Contrast-enhanced ultrasonography (CEUS) is a classic non-invasive examination method that detects intra-tumor microvascular perfusion. CEUS is generally used in the diagnosis of many tumors (eg, breast cancer and liver cancer).6 Ultrasonography is a preferred choice to detect superficial lymph node enlargement.7 As compared with the conventional ultrasound method, CEUS is more capable of visualizing the capillaries within the lesions, which significantly enhances the diagnostic value of ultrasonography in lymph nodes.8 Similar to solid tumors, a large number of new blood vessels are formed around DLBCL. CEUS can accurately show angiogenesis and features of the new blood vessels in DLBCL. However, CEUS has been rarely used in DLBCL, and the application value of CEUS in DLBCL deserves further investigation.
D-dimer is the product of fibrin hydrolysis, and a high D-dimer level indicates a hypercoagulable state or secondary fibrinolytic hyperactivity.
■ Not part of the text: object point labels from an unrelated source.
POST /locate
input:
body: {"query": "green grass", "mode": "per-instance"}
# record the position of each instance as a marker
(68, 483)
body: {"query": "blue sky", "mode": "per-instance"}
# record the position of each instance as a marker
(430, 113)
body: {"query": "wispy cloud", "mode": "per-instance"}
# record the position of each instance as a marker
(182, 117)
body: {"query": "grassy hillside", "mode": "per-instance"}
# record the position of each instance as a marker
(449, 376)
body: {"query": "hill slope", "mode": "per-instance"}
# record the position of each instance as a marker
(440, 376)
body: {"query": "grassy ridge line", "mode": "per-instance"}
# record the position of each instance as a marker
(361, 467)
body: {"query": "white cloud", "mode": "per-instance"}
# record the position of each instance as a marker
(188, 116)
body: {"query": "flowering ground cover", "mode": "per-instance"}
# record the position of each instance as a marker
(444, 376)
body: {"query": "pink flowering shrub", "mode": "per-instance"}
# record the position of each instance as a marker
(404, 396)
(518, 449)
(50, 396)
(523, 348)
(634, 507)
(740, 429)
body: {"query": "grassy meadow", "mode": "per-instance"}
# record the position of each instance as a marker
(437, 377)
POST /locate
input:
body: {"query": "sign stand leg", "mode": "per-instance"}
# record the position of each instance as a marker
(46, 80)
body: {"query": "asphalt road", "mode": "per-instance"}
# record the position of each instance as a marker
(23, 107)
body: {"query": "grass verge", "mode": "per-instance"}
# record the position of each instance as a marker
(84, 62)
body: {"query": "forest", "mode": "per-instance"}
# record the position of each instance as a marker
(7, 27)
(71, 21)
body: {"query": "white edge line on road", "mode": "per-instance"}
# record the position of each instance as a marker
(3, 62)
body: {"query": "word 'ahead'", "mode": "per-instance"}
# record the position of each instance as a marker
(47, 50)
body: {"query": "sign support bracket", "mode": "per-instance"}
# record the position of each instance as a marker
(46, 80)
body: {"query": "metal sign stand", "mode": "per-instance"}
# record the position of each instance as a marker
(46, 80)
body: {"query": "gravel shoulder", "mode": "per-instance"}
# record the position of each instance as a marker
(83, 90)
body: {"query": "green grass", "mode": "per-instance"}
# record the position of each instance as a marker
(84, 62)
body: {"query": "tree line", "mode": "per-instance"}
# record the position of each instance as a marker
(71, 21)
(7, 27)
Tumor patients are usually combined with a hypercoagulable state,9 which implies a risk of embolism. Therefore, D-dimer levels are closely related to prognosis of tumor patients. Many studies have shown that plasma D-dimer levels are higher in solid tumor patients with worse prognosis, such as breast cancer, lung cancer, gastric cancer, colon cancer, pancreatic cancer, and prostate cancer.10 In addition to some shared features between lymphoma as hematologic cancer and solid tumors, lymphoma also has some distinctive features. It is still controversial whether D-dimer levels in lymphoma, especially DLBCL, have a diagnostic and prognostic value.
In this study, the predictive value of CEUS with plasma D-dimer levels in the survival and prognosis of DLBC patients was assessed.
From January 2013 to December 2015, there were 186 patients who received CEUS at our Hospital and were confirmed as DLBCL. All of them satisfied the following criteria: no recent history of infection; no personal history of underlying diseases, such as hypertension, diabetes, coronary heart disease, kidney diseases, and tumors of other positions. They were aged 20 to 70 years old (median age, 50 years old). The clinical data and laboratory indicators were collected from these patients using the case management system, including the followings: age, gender, Ann Arbor symptom, B symptom (fever above 38°C for unknown reasons, night sweat, and body weight reduction for over 10% within the last six months), IPI, serum lactate dehydrogenase (LDH) levels, C-reactive protein (CRP) levels, D-dimer levels, and the use of rituximab. All patients were followed up. Informed consent was obtained from all patients. The protocol was approved by the ethics committee of the first affiliated hospital of Zhengzhou University and the Declaration of Helsinki was followed.
The IU22 ultrasound system (Royal Philips Electronics NV, Eindhoven, the Netherlands) was used for routine examination of the neck of patients with DLBCL, and suspicious lymph nodes were selected for CEUS (The CEUS of the patient’s cervical lymph nodes is shown in Figure 1), following the standard operating procedures. The informed consent for CEUS was signed by all patients, and the procedure was performed by ultrasound physicians who had over five years of experience and were blinded to the pathological results of the patients. Philips L12-5 scanner was used for CEUS. Before the examination, all patients received an injection of 2.4 mL SonoVue (Bracco, Italy) via the superficial cubital vein, followed by washing with 5 mL of normal saline. CEUS lasted for 90s within 4 min after injection of the contrast medium, and the lesions were observed. Dynamic images were stored in the hard disk of the ultrasound machine. The microvascular images were analyzed by using the Qlab software. The following parameters of CEUS were recorded: peak intensity (PI), area under the curve (AUC), time to peak (TTP), and washout time (WOT). The intensity of enhancement was also determined as the qualitative parameter. The correlation analyses were conducted between these CEUS parameters and clinical features of the patients. Figure 1 CEUS examination results of cervical lymph nodes in DLBCL patients. Several hypoechoic nodules can be seen on both sides of the neck, with clear boundaries, capsules, and abnormal ratio of cortex to medulla. The larger one on the left and the right is located in the V area, and the size is 21*19mm/19*9mm. CDFI Shows blood flow signals in the bilateral hypoechoic nodules of the neck. CEUS examination result suggests multiple lymph nodes on both sides of the neck.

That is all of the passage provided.